The Shanghai Composite gauge fell 8.5% on Monday, triggering a chain reaction in the U.S. where equity markets opened the week on a much weaker note before recovering.

In initial reaction to China’s selloff, the Dow Jones Industrial Average dropped more 1,000 points at the open, falling almost 6.5%; the S&P 500 lost almost 100, or more than 5% on the day.

However, since then, markets have managed to cut their losses as the S&P 500 and Dow were last down 2.7% and 2.5%, respectively.

So, what was a mysterious snowflake which triggered this avalanche?

In Rickards' opinion, Monday’s selloff was caused by Federal Reserve Chair Janet Yellen and her failure to launch policies that can properly kick-start the economy.

"The snowflake is Janet Yellen’s inability to grasp the statistical properties of risk, and her dismal forecasting ability based on obsolete Fed models,” Rickard explains.

The author said Yellen awaited the U.S. - and global - economy’s ability to handle tightening too soon and she threatened to begin tightening at the worst possible time.

“The entire world is caught in a deflationary vortex caused by botched central bank forecasting that led to excessive ease followed by ill-timed tightening.”

Rickards noted that the financial system started to shrink once former Fed chair Ben Bernanke began to tighten in December 2013, which lead to a stronger dollar and higher deflation for the U.S. Similar ideas were expressed by the chair of Euro Pacific Capital Peter Schiff.

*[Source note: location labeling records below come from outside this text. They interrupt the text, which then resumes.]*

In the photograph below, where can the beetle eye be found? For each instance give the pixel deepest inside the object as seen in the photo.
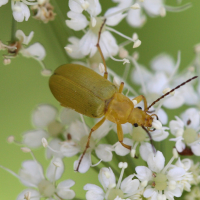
(136, 125)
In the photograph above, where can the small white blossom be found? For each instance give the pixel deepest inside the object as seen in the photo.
(136, 17)
(31, 175)
(163, 182)
(186, 132)
(87, 44)
(111, 190)
(76, 142)
(140, 137)
(44, 119)
(153, 83)
(21, 11)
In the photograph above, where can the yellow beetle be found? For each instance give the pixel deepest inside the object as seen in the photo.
(83, 90)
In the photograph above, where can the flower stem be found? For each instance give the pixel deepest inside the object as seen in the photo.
(13, 30)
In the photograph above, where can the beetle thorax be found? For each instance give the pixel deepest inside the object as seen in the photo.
(140, 117)
(119, 109)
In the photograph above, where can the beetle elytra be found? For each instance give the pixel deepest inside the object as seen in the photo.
(90, 94)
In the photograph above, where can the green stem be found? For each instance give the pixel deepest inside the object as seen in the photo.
(13, 30)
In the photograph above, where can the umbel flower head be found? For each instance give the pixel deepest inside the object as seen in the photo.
(87, 44)
(160, 181)
(186, 131)
(19, 45)
(39, 186)
(111, 190)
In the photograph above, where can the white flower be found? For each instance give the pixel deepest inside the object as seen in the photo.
(195, 169)
(153, 83)
(21, 11)
(112, 190)
(87, 44)
(186, 132)
(43, 11)
(188, 176)
(44, 119)
(35, 51)
(136, 17)
(162, 182)
(31, 175)
(76, 142)
(3, 2)
(139, 136)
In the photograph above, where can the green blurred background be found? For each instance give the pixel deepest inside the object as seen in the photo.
(22, 87)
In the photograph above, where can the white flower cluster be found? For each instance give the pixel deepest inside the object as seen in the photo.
(35, 51)
(68, 133)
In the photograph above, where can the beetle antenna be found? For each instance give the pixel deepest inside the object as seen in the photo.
(171, 91)
(151, 140)
(99, 49)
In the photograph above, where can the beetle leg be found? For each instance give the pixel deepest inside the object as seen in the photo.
(99, 49)
(121, 87)
(120, 136)
(94, 128)
(140, 98)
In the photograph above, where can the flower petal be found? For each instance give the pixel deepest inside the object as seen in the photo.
(23, 38)
(3, 2)
(85, 163)
(129, 185)
(31, 173)
(108, 44)
(143, 173)
(175, 101)
(136, 18)
(191, 118)
(104, 152)
(88, 44)
(156, 162)
(164, 63)
(153, 7)
(94, 192)
(69, 148)
(145, 150)
(20, 11)
(159, 135)
(94, 7)
(75, 7)
(54, 144)
(150, 192)
(106, 177)
(36, 50)
(122, 151)
(196, 149)
(176, 126)
(77, 21)
(35, 195)
(176, 173)
(43, 115)
(75, 48)
(67, 116)
(102, 131)
(50, 173)
(115, 19)
(63, 189)
(33, 138)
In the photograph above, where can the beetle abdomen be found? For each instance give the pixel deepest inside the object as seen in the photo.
(81, 89)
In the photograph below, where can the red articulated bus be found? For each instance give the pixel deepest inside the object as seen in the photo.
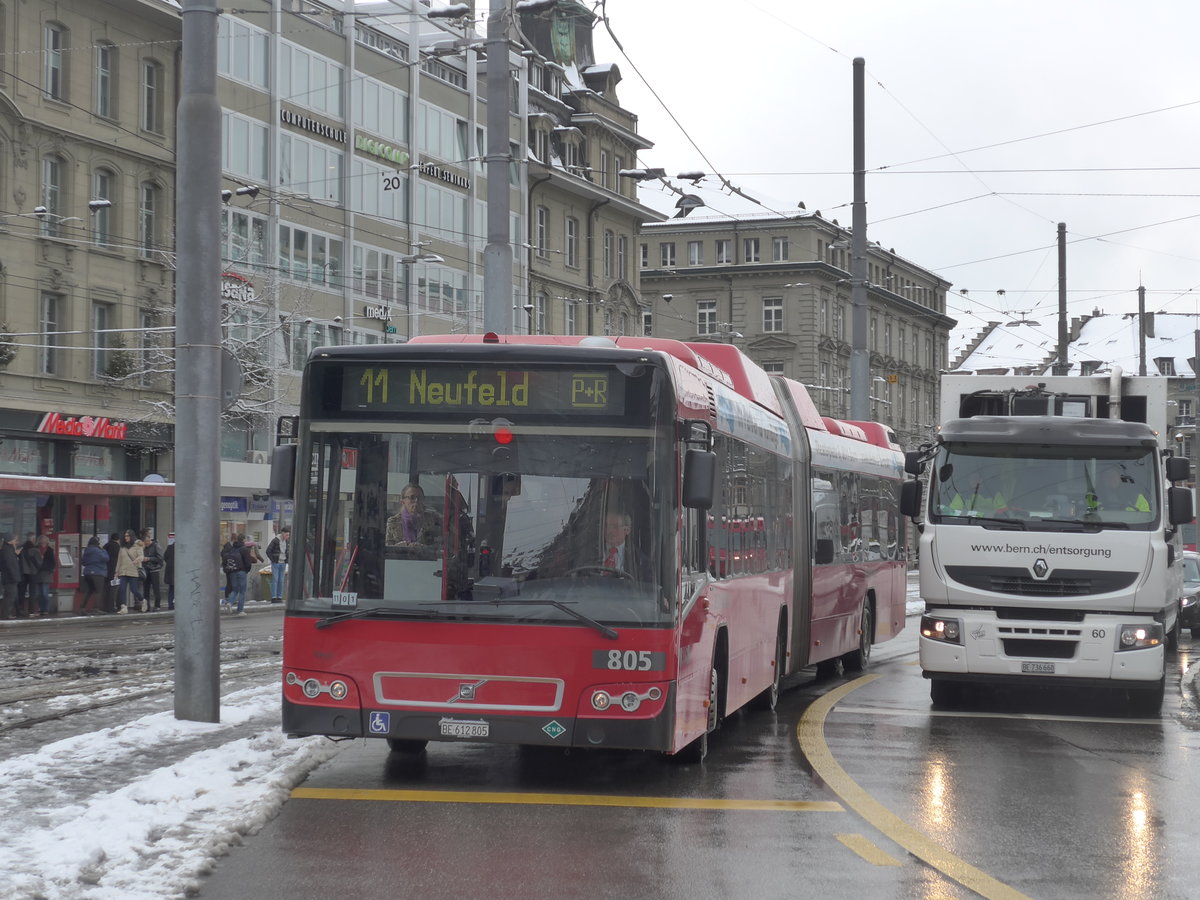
(509, 539)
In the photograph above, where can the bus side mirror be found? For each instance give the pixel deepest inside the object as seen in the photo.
(283, 471)
(1179, 505)
(699, 478)
(910, 498)
(912, 463)
(1177, 468)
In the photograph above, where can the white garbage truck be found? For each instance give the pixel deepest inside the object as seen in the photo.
(1049, 535)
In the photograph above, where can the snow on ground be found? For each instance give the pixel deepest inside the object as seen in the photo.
(141, 810)
(144, 808)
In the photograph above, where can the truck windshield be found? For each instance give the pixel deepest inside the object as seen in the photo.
(537, 523)
(1045, 486)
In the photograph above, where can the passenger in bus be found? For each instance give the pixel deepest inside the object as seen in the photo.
(1117, 490)
(979, 497)
(619, 552)
(414, 525)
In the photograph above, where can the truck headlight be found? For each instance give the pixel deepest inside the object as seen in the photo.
(1139, 637)
(937, 628)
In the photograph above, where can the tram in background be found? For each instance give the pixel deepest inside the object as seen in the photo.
(754, 541)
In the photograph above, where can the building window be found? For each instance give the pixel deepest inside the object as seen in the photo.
(541, 229)
(573, 241)
(101, 340)
(49, 325)
(102, 216)
(106, 81)
(52, 195)
(54, 81)
(148, 219)
(773, 313)
(151, 96)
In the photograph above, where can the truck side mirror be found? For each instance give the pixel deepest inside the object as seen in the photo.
(1177, 468)
(699, 478)
(1179, 505)
(910, 498)
(283, 471)
(912, 463)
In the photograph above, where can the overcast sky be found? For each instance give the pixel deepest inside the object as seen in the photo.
(987, 124)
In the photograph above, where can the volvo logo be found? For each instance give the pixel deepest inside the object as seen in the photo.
(467, 691)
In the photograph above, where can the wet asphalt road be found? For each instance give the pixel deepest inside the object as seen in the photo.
(851, 789)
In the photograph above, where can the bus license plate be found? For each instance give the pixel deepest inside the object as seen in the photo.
(1037, 667)
(460, 729)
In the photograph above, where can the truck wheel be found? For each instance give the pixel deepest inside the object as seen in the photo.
(945, 695)
(858, 660)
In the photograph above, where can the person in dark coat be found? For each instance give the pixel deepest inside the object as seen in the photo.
(168, 571)
(113, 547)
(153, 567)
(95, 573)
(10, 576)
(27, 593)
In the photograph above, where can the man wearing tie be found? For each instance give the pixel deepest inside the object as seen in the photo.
(616, 529)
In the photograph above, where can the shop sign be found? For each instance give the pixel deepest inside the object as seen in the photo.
(84, 426)
(237, 288)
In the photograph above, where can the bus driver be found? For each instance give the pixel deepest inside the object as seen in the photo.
(414, 525)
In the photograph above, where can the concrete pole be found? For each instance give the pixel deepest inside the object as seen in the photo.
(859, 354)
(498, 253)
(197, 370)
(1063, 365)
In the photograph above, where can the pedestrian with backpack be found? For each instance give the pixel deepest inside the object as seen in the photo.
(237, 563)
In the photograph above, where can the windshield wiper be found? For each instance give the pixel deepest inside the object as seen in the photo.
(557, 604)
(372, 611)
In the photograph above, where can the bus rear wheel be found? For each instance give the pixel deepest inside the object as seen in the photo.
(406, 745)
(697, 749)
(857, 660)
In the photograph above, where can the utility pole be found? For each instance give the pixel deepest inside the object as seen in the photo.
(498, 253)
(859, 354)
(1062, 366)
(1141, 329)
(197, 369)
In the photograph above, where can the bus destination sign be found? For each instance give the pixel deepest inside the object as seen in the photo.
(480, 389)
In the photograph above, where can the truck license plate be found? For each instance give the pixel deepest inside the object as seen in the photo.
(461, 729)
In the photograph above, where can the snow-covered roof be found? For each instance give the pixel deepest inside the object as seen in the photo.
(1101, 342)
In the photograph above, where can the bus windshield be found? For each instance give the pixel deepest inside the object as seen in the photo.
(1045, 486)
(487, 522)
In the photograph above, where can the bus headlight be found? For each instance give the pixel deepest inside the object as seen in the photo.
(1139, 637)
(937, 628)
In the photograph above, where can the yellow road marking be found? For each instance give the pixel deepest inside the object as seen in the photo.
(563, 799)
(810, 733)
(867, 850)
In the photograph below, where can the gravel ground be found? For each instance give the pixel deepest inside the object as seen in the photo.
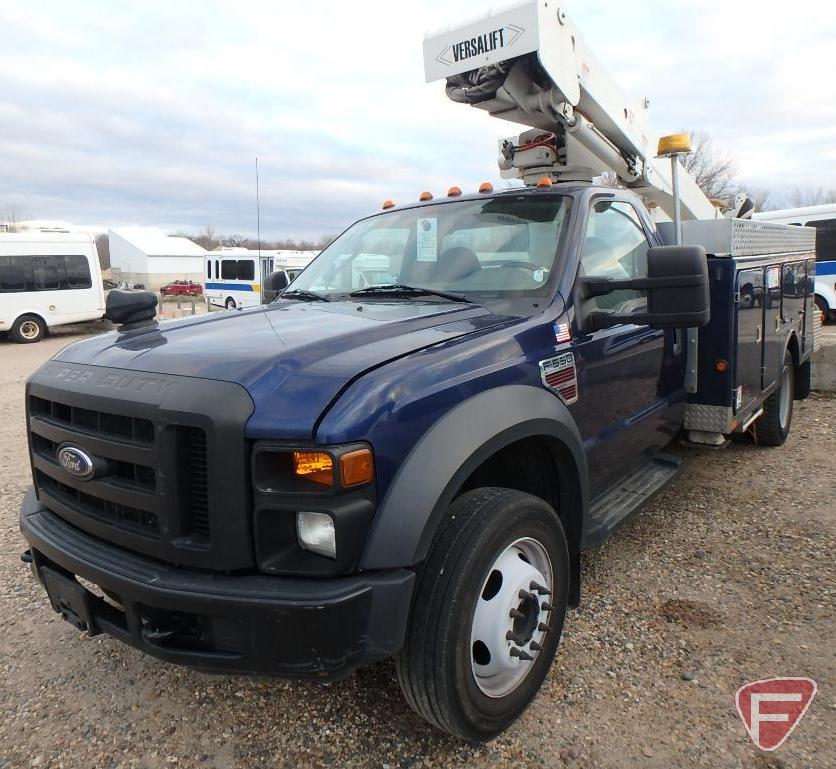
(726, 577)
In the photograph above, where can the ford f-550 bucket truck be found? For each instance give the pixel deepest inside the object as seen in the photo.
(406, 453)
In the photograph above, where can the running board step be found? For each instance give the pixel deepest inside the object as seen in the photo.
(614, 506)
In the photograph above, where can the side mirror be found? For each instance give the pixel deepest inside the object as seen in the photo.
(676, 285)
(274, 283)
(130, 308)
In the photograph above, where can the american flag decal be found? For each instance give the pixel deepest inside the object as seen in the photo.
(561, 375)
(562, 333)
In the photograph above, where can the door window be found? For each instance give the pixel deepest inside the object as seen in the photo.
(229, 269)
(825, 239)
(615, 246)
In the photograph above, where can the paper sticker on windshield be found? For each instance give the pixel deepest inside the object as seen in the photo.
(427, 240)
(561, 375)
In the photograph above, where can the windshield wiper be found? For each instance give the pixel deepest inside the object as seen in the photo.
(303, 295)
(401, 289)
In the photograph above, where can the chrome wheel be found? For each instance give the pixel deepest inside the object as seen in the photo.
(511, 617)
(30, 330)
(785, 403)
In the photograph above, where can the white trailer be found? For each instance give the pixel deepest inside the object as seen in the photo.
(823, 219)
(46, 280)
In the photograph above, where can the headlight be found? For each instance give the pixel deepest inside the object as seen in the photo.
(312, 506)
(316, 533)
(278, 470)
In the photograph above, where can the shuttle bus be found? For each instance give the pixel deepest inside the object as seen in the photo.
(823, 219)
(48, 279)
(234, 276)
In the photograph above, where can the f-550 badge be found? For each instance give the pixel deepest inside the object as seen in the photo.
(561, 375)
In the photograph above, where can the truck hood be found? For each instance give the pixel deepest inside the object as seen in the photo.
(293, 358)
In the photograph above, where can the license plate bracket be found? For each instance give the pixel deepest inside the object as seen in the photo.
(70, 599)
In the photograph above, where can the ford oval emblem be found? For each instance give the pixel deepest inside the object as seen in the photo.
(76, 462)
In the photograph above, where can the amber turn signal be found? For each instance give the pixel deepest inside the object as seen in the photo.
(316, 466)
(356, 467)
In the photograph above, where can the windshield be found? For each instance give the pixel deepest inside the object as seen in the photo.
(497, 248)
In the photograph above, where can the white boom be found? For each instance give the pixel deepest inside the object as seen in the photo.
(530, 65)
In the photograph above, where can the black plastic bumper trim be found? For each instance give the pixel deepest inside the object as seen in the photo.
(259, 624)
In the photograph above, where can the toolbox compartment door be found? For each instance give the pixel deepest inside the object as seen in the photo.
(750, 309)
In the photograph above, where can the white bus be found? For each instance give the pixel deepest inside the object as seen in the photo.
(823, 218)
(46, 280)
(234, 276)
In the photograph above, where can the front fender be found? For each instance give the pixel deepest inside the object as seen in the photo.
(446, 455)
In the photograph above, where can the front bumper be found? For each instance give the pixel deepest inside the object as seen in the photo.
(283, 626)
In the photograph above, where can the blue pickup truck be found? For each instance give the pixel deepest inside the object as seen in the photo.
(405, 454)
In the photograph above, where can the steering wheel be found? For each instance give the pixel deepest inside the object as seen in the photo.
(524, 266)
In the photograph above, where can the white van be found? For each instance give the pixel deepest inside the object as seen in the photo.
(46, 280)
(823, 218)
(231, 280)
(234, 276)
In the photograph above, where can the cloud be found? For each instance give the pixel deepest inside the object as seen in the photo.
(153, 113)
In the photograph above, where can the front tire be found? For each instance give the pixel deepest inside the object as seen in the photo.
(488, 613)
(28, 329)
(774, 426)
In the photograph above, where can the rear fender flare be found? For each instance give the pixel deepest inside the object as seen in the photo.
(446, 455)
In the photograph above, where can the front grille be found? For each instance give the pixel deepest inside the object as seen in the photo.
(127, 493)
(121, 516)
(170, 474)
(194, 478)
(128, 473)
(94, 422)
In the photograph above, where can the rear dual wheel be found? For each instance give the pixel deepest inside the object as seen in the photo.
(488, 613)
(28, 329)
(774, 426)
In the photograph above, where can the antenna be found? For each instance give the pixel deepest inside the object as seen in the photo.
(257, 212)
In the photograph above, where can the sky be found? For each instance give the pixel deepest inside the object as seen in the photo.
(152, 113)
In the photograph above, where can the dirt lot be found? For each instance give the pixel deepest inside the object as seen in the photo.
(726, 577)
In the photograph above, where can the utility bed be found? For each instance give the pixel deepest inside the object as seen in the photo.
(761, 278)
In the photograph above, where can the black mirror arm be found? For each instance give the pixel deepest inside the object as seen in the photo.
(593, 286)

“Because the Chinese yuan was informally pegged to the U.S. dollar until August 2015, tightening in the U.S. translated into tightening in China. With the world’s two largest economies in de facto tightening from January 2014 to August 2015, deflation and the collapse of commodity prices was inevitable,” Rickards says.

The best scenario for global markets would be for the Fed chair to back away from rate hikes, and look at re-introducing easing measures, the author says, noting that it could include more QE, negative interest rates and cheaper dollar - more currency wars are needed! - as well as helicopter money. The worst case is her persistence in tapering while markets will melt around her, he says.